I want her to understand.
I need her to understand.
“I could show you,” I say. “Miss March leaves the drawing room open an extra hour after school on Thursdays. I keep a lot of my stuff in the classroom,” I nod in the direction of the cubbies, where my battered black vinyl portfolio lives.
“Cool,” she says, “Tomorrow then.”
The drawing room is cold. Miss March always cranks the windows open on Thursdays to air out the “pernicious fumes”, she calls them. I pull my hands up into my sleeves to keep them warm, but mostly to keep from gnawing all the skin around my fingernails clean off.

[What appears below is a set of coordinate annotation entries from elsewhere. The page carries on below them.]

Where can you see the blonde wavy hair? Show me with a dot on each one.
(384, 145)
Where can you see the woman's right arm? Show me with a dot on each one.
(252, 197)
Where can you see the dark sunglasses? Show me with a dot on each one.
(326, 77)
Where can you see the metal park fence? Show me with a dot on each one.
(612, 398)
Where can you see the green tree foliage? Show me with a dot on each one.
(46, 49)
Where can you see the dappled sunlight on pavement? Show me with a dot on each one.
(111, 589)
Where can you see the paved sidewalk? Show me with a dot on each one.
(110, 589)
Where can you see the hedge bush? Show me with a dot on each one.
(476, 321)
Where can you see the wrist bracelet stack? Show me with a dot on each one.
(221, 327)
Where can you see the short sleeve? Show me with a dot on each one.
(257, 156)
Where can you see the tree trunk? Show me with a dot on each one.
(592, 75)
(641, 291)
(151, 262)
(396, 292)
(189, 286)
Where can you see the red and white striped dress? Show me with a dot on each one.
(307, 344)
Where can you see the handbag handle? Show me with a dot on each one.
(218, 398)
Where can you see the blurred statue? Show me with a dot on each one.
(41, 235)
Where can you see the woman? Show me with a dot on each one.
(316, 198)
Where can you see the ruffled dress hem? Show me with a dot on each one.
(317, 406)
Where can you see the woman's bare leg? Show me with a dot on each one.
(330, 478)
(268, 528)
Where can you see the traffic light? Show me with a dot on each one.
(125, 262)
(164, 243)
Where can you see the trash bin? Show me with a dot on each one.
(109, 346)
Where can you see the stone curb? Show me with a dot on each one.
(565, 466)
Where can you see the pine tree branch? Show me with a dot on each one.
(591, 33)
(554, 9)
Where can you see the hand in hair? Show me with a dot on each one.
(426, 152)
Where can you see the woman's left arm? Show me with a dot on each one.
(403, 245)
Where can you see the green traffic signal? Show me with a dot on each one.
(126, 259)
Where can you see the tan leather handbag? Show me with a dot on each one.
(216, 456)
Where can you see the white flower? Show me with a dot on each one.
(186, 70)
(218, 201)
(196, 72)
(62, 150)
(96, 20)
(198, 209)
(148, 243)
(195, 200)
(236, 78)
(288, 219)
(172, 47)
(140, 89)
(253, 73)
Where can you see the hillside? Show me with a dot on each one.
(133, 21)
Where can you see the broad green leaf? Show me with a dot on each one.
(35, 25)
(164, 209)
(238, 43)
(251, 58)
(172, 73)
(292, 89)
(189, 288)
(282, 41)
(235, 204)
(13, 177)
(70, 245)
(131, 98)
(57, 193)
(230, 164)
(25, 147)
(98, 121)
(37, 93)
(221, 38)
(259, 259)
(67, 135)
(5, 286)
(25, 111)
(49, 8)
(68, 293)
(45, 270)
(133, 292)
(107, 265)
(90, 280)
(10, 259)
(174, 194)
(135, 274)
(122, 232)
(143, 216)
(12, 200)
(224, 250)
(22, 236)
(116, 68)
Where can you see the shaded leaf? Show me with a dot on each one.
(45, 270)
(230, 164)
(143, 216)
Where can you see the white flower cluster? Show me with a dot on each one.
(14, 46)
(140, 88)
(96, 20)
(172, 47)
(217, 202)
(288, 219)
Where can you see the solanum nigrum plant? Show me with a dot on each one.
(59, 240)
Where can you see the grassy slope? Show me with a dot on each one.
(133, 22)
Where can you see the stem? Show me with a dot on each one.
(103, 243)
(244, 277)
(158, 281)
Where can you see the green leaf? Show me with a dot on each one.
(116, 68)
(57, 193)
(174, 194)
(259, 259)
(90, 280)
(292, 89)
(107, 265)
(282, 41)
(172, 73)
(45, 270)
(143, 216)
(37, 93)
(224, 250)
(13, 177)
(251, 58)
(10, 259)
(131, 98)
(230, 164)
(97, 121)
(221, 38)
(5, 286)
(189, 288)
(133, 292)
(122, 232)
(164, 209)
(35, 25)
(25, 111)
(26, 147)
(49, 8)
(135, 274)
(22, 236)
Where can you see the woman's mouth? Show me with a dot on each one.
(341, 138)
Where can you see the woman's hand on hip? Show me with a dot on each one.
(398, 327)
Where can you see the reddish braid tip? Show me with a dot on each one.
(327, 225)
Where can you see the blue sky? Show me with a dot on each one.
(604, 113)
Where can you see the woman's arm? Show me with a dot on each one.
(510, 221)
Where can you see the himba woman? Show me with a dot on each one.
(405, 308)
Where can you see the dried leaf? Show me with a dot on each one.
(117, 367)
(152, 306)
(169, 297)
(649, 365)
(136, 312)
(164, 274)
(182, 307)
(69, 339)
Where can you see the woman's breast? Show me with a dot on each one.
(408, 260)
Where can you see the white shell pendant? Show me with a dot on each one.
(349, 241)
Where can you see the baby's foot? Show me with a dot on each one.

Cami steps through the door, and this time, it's that Klimt painting she recalls. The longing part of my mind coerces a fantasy – her, me, enrobed in flowers and gold. She softens into the quiet ardor of my embrace. Her head warm in my paint-smudged palm, her hair tangled in my fingers. Her effervescent rootbeer eyes are closed – mine are too. Not in ecstasy, but in the relief of a sustained longing – a lifetime of unspoken desires – come finally to fruition.
“Hey,” she drops her bag and lowers herself onto the chipboard stool. “Let's see what you got.”
She leafs through the canvases and panels. My guts clench so hard I feel like I'm being turned inside out.
“I like this one,” she says, pausing at 'Girl with Cornflower Eyes'. Our elbows and forearms touch. I imagine her leaning into it. No, she is leaning into it.
“It's my favorite,” I say. “'Girl with Cornflower Eyes'.”
“She looks really happy,” Cami says. The secret-speaking corners of her mouth are upturned.
She is really happy. I am really happy. I'd captured me mid-jump, chin high. A smile with all the teeth showing. A hurricane of marigold hair casts lavender shadows across my face and two frilled cornflowers bloom in my eye sockets. I painted it the day I got the thick envelope. “Yeah. I just wanted to capture – I was trying to –”
“I get it,” Cami whispers. Our hands meet. Linger.
“Maybe I could do one of you. 'Girl with Rootbeer Eyes'.”
She braids her fingers into mine. “I would really like that.”
I soften into her and close my eyes, not in ecstasy, but in relief. Finally. Finally.